Locke's budget boosts Greenbank Farm

They decided it was too early in the day to crack open the bottle of champagne waiting in the fridge, but the Greenbank Farm board of directors had reason to celebrate at their Thursday morning board meeting.

The year 2002 was a good one at the farm, with sales up, heat in the barn and a Special Review District rezone.

If that wasn’t cause enough to celebrate, Gov. Locke’s proposed 2003-05 budget has earmarked $1.5 million for the farm.

While the board expressed mixed feelings that the farm might get money from the state’s capital budget when so much was proposed to be cut from education and health, they felt it would be money well budgeted.

“We can do so much with this money,” secretary Marcia Comer said.

The group has big plans for the funding, including renovating the 5,500 square-foot Barn No. 2 to create more commercial space, replacing Barn No. 3 with a two-story 8,000 square-foot building with up to five new commercial spaces, improving the driveway and parking areas, and adding landscaping.

The projected cost of the improvements is $1.8 million, with the rest coming from local contributions.

The improvements are estimated to add up to 40 new jobs at the farm, which was a big selling point.

The Greenbank project was advocated by Sen. Mary Margaret Haugen, D-Camano Island, as part of an Island County economic stimulus package that includes $4 million for continued renovation of Cama Beach State Park on Camano Island.

“I’m deeply disappointed by the planned reductions to education and social services,” Haugen said in a prepared statement, “but these two capital projects are so critical to Island County. This state investment will help spur business growth and give us a badly needed economic boost when we need it most.”

“This was a total long-shot,” Greenbank Farm Executive Director Laura Blankenship said. “I didn’t think it was going to happen with all the cuts.” The governor’s budget must still survive rigorous scrutiny during the legislative session which convenes in January.

The news of the potential financial windfall came on the heels of the approval of a Special Review District rezoning for Greenbank Farm. The county approved the amendment to the Growth Management Plan at their regular meeting Monday.

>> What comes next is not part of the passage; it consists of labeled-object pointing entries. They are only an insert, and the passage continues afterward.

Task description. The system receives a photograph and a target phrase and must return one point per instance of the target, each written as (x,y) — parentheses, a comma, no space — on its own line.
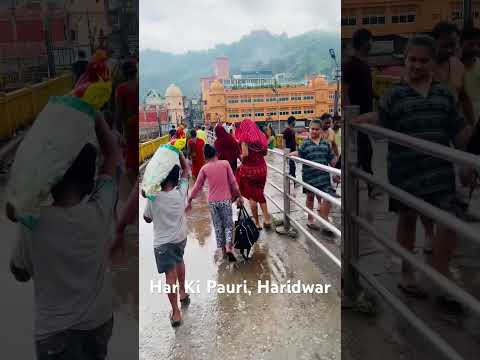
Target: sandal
(451,305)
(231,257)
(413,291)
(313,226)
(185,301)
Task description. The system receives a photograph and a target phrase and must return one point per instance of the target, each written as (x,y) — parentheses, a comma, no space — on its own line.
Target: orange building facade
(266,104)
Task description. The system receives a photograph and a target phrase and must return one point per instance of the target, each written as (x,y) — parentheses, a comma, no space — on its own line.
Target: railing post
(350,191)
(286,192)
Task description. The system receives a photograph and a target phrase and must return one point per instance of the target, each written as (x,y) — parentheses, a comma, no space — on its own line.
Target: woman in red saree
(252,174)
(195,153)
(227,147)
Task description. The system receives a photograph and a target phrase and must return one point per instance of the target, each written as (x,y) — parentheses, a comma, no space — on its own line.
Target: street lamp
(337,78)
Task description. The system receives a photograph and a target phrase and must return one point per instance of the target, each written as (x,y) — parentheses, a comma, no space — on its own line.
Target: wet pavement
(243,326)
(16,302)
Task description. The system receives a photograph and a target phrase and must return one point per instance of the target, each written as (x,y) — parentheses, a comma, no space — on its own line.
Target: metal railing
(288,219)
(19,108)
(352,223)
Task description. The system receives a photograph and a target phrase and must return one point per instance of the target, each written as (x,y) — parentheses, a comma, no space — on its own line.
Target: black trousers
(292,168)
(365,154)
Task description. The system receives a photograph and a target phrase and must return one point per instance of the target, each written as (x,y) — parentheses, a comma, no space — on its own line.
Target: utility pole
(48,40)
(337,78)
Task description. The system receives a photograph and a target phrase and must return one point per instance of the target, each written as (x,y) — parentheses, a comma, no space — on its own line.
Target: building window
(457,14)
(403,18)
(373,20)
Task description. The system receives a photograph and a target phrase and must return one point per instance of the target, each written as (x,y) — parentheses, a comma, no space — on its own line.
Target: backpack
(245,233)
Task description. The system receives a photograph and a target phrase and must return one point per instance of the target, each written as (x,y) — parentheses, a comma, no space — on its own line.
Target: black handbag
(245,233)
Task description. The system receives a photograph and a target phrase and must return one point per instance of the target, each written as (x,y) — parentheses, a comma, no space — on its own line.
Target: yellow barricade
(147,149)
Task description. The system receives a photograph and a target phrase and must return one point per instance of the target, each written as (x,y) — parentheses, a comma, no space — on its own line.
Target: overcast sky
(181,25)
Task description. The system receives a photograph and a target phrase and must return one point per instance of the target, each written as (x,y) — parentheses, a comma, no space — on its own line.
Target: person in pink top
(222,190)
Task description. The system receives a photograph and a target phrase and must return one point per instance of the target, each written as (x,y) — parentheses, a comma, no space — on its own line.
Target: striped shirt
(433,118)
(320,153)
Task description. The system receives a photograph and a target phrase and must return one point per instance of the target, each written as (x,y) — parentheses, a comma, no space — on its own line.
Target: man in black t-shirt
(289,142)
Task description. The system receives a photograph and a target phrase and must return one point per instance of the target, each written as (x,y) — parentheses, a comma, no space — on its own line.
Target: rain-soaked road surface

Blankenship said while the farm was saved in 1997 when it was purchased jointly by the county, Port of Coupeville and the Nature Conservancy, “this saves it in a bureaucratic way.”

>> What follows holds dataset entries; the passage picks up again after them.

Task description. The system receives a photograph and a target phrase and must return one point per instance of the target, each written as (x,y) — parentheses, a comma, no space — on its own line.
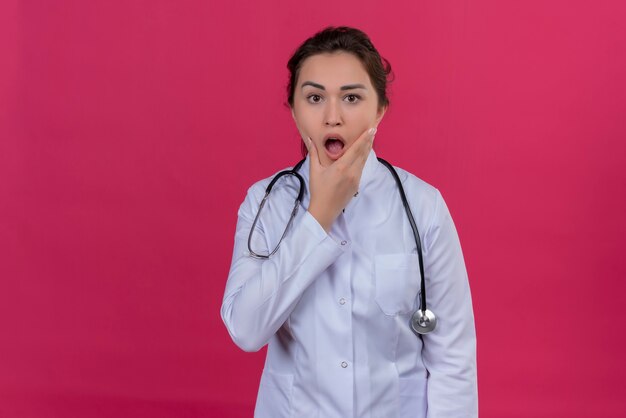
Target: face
(334,103)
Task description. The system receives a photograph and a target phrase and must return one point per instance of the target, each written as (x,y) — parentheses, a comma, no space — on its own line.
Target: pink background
(131,130)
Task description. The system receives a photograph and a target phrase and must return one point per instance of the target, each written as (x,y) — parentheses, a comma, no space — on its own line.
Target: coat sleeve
(261,293)
(449,352)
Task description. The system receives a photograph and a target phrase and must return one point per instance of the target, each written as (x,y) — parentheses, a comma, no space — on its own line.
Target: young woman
(335,301)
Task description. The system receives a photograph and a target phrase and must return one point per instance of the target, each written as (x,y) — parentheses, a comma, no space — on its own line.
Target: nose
(332,116)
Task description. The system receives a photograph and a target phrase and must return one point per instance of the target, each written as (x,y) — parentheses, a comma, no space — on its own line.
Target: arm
(449,352)
(260,294)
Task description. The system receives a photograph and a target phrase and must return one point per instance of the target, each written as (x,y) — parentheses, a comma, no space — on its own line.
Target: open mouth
(334,146)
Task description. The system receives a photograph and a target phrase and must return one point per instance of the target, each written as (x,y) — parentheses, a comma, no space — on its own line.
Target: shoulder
(416,188)
(425,201)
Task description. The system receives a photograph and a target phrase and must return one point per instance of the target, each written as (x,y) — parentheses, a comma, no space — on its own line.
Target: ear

With the Special Review District designation, Greenbank can move ahead with its Master Plan, which envisions developing the educational and economic possibilities of the farm.

Vice-President Greg Osenbach said an earlier decision to focus the gift shop on wine sales had paid off, with those sales up 18 percent.

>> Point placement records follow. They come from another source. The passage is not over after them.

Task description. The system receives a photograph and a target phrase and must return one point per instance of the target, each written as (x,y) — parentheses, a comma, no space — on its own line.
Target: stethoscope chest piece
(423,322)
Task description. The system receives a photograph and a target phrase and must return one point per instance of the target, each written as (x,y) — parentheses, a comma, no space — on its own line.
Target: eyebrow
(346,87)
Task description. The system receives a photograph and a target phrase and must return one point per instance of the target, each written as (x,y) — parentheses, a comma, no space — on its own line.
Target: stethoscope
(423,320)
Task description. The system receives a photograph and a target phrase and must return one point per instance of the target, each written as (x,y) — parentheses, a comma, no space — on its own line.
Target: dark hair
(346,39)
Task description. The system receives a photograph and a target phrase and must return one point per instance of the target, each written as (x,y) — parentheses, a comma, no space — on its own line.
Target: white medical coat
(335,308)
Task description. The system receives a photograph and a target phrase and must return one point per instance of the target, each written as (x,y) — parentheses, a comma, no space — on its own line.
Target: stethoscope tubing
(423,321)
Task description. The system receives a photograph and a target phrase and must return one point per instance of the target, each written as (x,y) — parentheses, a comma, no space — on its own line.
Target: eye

Blankenship noted the loganberry wine chocolates were “flying off the shelves.”

Renovation, and heating, of the 15,000 square foot main barn has resulted in a doubling of the event bookings, and they expect that to continue to grow. The barn also houses Whidbey Pies Cafe and is host to many social and community events.

Osenbach said the successful year was the result of the “wild and optimistic imaginations” of all who work year-round to make the farm’s vision a reality. “What a year,” he said.